A taxação de 50% imposta dos produtos brasileiros exportados para os Estados Unidos, medida anunciada pelo presidente norte-americano Donald Trump no dia 9 de julho pode provocar uma queda temporária nos preços dos alimentos no Brasil. Isso porque, se a tarifa for aplicada, a partir do dia 1º de agosto, os produtos brasileiros deixarão de ser exportados para os Estados Unidos e todo o volume deverá ser redirecionado ao mercado doméstico, aumentando a oferta. Entres estes produtos estão as carnes - bovina e de aves - ovos, café e suco de laranja, entre outros.
Em recente entrevista à Rádio Bandeirantes , o presidente da Associação Brasileira de Proteína Animal (ABPA), Ricardo Santin, abordou a potencial queda temporária dos preços de carnes no Brasil em virtude das tarifas e destacou a necessidade de "paciência" e uma observação cautelosa dos "efeitos" dessas mudanças no mercado.
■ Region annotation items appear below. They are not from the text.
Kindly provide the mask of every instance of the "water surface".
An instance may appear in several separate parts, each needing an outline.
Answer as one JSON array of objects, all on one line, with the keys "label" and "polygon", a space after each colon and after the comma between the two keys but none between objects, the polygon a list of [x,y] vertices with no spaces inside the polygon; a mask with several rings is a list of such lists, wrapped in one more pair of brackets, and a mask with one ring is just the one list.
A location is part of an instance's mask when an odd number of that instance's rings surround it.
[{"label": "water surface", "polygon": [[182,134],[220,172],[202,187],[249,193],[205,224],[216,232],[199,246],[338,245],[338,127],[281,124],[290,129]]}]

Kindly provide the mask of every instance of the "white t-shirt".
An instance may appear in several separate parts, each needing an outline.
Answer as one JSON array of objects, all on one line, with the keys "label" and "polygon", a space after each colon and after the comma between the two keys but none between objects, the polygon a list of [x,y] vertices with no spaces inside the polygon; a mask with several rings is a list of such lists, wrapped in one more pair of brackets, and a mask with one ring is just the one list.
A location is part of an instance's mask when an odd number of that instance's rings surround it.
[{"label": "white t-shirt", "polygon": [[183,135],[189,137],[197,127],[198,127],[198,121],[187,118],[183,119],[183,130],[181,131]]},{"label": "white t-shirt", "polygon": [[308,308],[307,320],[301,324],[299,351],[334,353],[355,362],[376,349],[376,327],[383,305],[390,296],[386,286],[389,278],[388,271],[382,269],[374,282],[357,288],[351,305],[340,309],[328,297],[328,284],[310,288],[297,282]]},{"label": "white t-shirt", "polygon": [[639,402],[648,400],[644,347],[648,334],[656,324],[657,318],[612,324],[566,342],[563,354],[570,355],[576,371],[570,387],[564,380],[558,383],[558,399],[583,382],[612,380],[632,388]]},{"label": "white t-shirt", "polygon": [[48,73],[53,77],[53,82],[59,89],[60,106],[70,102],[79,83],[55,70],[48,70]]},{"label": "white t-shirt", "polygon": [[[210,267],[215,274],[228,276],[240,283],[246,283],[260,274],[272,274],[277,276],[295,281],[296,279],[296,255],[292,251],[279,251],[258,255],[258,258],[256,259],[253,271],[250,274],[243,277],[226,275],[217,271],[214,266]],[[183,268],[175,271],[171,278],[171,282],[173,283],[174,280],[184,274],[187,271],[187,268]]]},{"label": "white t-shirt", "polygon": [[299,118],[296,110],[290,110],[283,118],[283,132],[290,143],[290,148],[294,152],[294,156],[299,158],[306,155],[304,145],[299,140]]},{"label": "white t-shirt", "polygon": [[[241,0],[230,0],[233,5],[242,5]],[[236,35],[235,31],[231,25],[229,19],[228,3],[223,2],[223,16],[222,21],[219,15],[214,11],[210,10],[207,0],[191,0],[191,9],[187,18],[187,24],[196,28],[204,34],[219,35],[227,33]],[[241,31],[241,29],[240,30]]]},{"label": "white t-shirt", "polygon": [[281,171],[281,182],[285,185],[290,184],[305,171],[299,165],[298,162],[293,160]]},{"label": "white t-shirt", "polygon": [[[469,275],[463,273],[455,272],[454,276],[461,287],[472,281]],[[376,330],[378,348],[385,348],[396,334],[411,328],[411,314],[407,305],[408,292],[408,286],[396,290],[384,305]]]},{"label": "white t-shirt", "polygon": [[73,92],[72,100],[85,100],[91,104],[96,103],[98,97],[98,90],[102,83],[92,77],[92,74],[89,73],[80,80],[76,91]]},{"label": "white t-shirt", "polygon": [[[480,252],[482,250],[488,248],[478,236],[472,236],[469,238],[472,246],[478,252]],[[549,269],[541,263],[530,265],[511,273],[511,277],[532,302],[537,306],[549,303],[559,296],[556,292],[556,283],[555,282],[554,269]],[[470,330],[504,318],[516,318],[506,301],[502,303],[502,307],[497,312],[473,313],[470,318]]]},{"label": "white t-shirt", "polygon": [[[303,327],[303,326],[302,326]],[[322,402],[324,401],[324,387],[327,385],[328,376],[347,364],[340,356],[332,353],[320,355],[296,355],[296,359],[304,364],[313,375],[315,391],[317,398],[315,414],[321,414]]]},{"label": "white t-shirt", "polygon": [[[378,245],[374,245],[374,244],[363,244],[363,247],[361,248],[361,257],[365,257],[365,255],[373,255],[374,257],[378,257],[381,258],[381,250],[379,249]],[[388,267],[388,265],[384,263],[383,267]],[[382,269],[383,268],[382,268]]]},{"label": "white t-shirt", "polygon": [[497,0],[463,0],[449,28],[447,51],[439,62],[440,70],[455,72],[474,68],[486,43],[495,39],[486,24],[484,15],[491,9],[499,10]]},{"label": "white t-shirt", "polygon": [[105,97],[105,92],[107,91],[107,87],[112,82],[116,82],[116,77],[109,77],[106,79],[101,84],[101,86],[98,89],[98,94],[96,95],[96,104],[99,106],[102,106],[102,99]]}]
Segundo Santin, a indústria de carne bovina pode ser a mais afetada por essas tarifas , uma vez que os Estados Unidos são o segundo maior comprador do produto brasileiro. Ele mencionou que a carne bovina é crucial na produção de um dos pratos mais populares nos EUA, o hambúrguer, o que poderia, por sua vez, elevar os preços nos Estados Unidos.
Em outro segmento da discussão sobre as relações comerciais entre Brasil e Estados Unidos, o ex-ministro da Fazenda e embaixador em solo americano entre 1991 e 1993, Rubens Ricupero, participou do programa Canal Livre, da Band, onde comparou a política do governo Trump com "diplomacia de mafiosos" . Ricupero expressou que, dada a personalidade de Trump, "o máximo que você pode obter dele não é uma solução do problema, é a extensão dos prazos".
Ricupero ainda ressaltou a importância de explorar "todos os caminhos possíveis e imagináveis diplomáticos, Congresso e, sobretudo, o setor privado americano" dentro de um prazo de 20 dias, destacando que a sensibilidade de Trump está no "bolso", sugerindo que é crucial ganhar o apoio dos homens de negócios americanos.
Além disso, o ex-ministro apontou que o Brasil não é tão dependente do mercado americano, mas criticou a falta de investimentos no país. "Se a nossa política fosse a melhor, nós deveríamos estar nadando de braçada", comentou, lamentando que o Brasil não tenha crescido significativamente desde os anos 80 e atribuindo parte do problema à baixa taxa de investimento de "menos de 17% do PIB".
Ricupero também abordou o cenário global, mencionando a redução do poder dos Estados Unidos desde o fim da Segunda Guerra Mundial e o crescimento da influência da China, especialmente em nações em desenvolvimento como o Brasil, através do BRICS. Ele expressou preocupação com a ausência do presidente chinês na recente reunião do bloco no Rio, mas destacou a importância que o governo brasileiro tem dado ao BRICS.